Le Front populaire est en route. Il repose sur l’idée que le choix n’est pas, dans l’immédiat, entre la poursuite d’une politique d’Union nationale ou l’instauration du socialisme, mais sur la possibilité de pratiquer contre la menace fasciste une politique « capable de réhabiliter la démocratie en la transformant » (Comité central du PCF des 1er et 2 novembre 1934).
D’abord rejetées par le Parti socialiste et le Parti radical, ces propositions vont faire leur chemin. Le comité d’organisation unitaire de la manifestation du 14 juillet 1935 se transforme, dès le lendemain, en Comité de rassemblement populaire « pour le pain, la paix, le liberté ». Un programme de revendications immédiates et antifasciste est élaboré dans la foulée (qui sera soutenu par 99 organisations) et servira de base politique pour la campagne des élections législatives des 26 avril et 3 mai 1936. L’expérience gouvernementale de Front populaire a commencé.
Ultérieurement le Parti communiste proposera (en vain) de développer encore davantage la logique d’alliance antifasciste en constituant un Front français rassemblant tous les courants de la société opposés au fascisme.
Une des grandes faiblesses du Front populaire fut de n’avoir pas constitué un vaste réseau de comités de base (bien qu’il en ait existé) et d’avoir en conséquence réduit la capacité d’action politique unitaire des masses populaires.
Front national de lutte pour l’indépendance de la France
Au cours de la deuxième guerre mondiale, la politique de « front », toujours impulsée par le PCF, prend une nouvelle signification.
Le 15 mai 1941, le Parti communiste lance un appel à tous les Français, à l’exception des capitulards et des traîtres, pour la formation d’un « Front national de lutte pour l’indépendance de la France ». C’est l’acte de naissance de ce que l’on appellera, de manière abrégée, le Front national.
Celui-ci va, progressivement étendre son organisation et son influence.

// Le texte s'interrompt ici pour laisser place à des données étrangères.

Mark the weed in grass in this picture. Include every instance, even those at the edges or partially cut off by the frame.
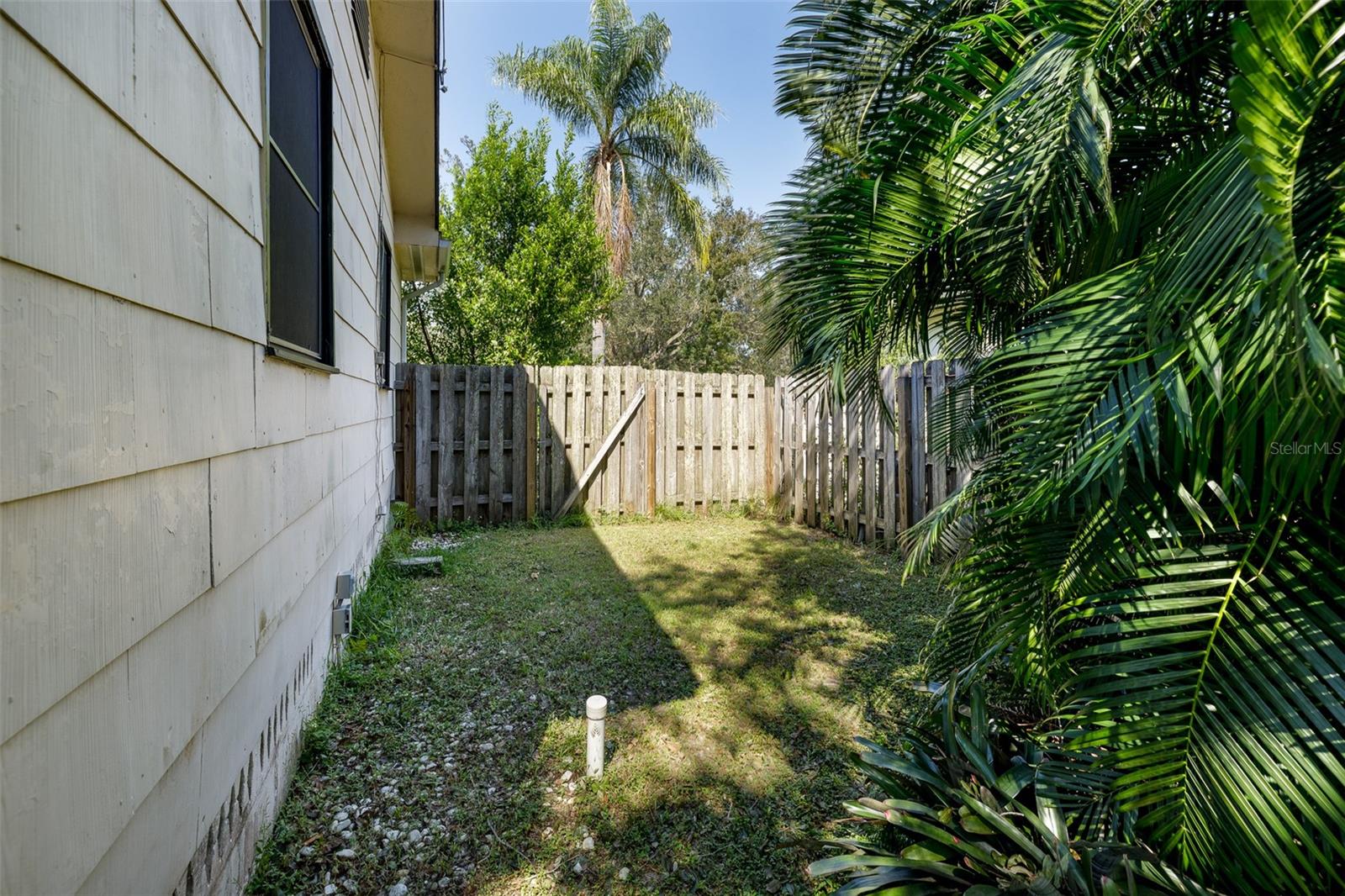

Il se dote de sections spécialisées (jeunes, intellectuels…) et crée une organisation de combat : les Francs tireurs et partisans (FTP) qui constituera la plus importante organisation armée du pays que commandera le futur maire d’Aubervilliers, Charles Tillon. Le Front national sera représenté au Conseil national de la Résistance par Pierre Villon.
La structure, encore active au lendemain de la Libération s’étiole cependant peu à peu, les raisons mêmes de son existence ayant disparu avec la victoire sur le nazisme.